How’s your baby?

The other day I bumped into a neighbor while checking the mail. This observant fellow must have picked up on the fact that once, I was pregnant, and now, I am clearly not, so he asked me:

“How’s your baby?”

It has been almost 5 months since Hudson died, so the question surprised me. I mean, we are sort of past that point where people ask – they either know what happened or they’ve forgotten I ever was pregnant. I haven’t had somebody ask me about the baby since September.

So I stammered a little bit and finally was able to come up with:

“She passed away.”

“What?”

“She died at the hospital. We didn’t get to bring her home.”

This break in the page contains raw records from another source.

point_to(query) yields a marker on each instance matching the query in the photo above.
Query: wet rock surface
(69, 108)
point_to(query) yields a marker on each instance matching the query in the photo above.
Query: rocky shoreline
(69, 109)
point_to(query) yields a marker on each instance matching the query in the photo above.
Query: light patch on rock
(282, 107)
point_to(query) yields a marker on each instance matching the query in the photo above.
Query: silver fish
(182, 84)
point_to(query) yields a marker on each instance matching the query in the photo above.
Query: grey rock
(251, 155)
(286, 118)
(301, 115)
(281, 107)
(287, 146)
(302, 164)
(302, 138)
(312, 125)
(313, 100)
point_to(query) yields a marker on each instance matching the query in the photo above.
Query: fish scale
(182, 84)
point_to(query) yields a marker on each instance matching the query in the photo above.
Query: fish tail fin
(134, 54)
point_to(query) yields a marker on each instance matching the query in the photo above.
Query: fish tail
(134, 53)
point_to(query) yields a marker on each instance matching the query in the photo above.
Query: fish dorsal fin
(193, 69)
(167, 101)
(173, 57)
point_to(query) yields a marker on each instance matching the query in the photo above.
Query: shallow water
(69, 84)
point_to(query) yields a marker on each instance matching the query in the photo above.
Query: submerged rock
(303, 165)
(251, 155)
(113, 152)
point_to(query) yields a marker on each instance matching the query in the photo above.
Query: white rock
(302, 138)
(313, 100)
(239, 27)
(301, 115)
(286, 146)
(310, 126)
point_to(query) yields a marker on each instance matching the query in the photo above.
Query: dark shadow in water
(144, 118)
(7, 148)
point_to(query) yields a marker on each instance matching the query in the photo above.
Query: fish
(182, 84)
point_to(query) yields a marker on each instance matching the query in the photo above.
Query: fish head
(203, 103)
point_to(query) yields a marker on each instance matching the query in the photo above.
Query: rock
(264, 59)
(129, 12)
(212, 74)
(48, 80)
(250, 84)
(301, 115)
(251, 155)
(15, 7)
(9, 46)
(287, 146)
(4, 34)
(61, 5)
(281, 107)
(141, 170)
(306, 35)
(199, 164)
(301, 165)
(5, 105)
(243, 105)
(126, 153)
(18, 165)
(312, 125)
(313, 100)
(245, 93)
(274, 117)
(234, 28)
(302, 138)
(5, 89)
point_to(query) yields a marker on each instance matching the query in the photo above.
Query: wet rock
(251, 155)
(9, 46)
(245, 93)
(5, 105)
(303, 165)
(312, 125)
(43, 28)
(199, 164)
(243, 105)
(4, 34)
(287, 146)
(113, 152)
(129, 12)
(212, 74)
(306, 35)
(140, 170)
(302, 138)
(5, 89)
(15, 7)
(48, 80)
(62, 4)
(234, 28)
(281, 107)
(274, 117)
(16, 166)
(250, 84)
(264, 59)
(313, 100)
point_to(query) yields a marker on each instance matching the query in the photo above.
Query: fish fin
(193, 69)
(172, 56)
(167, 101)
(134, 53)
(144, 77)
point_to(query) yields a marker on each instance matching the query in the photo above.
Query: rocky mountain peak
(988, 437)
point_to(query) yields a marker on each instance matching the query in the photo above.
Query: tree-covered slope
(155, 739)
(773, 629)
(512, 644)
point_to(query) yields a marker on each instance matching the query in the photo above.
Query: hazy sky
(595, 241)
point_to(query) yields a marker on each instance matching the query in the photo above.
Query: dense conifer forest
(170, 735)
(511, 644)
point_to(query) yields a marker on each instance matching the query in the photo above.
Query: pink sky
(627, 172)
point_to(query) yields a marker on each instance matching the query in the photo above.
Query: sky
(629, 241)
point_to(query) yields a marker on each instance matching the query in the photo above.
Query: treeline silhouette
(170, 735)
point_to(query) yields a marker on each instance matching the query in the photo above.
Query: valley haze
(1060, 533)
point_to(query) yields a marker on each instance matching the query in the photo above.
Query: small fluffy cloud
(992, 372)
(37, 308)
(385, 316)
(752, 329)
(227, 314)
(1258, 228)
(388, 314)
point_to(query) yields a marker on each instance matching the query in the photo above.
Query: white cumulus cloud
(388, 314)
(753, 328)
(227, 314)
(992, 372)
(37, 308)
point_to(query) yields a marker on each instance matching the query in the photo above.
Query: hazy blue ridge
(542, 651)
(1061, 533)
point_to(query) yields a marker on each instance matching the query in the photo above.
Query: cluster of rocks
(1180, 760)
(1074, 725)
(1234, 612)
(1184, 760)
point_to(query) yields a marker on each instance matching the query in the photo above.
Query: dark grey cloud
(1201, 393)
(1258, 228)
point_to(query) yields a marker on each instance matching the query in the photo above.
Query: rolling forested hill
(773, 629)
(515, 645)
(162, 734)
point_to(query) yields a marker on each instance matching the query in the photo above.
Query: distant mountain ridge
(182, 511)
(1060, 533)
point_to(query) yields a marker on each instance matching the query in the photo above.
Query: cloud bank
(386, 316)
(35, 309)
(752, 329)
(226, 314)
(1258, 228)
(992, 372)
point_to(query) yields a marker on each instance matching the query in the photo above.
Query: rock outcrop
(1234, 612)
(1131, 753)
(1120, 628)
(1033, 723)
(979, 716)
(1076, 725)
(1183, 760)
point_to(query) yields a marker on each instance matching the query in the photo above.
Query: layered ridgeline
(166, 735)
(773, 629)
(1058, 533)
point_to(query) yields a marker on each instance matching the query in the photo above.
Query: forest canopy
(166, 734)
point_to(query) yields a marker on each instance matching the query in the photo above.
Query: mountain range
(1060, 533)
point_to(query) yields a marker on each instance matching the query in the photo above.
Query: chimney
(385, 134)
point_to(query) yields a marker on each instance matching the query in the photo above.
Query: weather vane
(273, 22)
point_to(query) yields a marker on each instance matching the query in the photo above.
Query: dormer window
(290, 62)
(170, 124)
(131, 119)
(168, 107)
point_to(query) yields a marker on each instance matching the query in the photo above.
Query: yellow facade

Now, I’ve been in this situation a time or two before, and usually at this point I get a “I’m so sorry” and an awkward goodbye. But neighborman felt the need to continue asking questions:

“Was she born sick?”

Such a funny way to put it, I couldn’t help but repeat it in my answer:

“Yes, she was born sick. She was born without a heartbeat. But they got it going again and she lived for three days.”

“When did this happen?”
“How are you doing?”
“How is your husband?”

Neighborman was clearly concerned.

And the whole time we are having this strange conversation, at the back of my mind I am thinking to myself, “Wow I really spit that whole thing out well. I didn’t choke up or anything.”

Finally, I’ve satisfied Neighborman’s curiosity and I head back to my house, the conversation replaying in my head. Apart from this guy’s insistent questions, the one thing that really stood out for me was the tone of voice I used when answering him:

Apologetic.

Like, “This is going to hurt you more than it hurts me” apologetic.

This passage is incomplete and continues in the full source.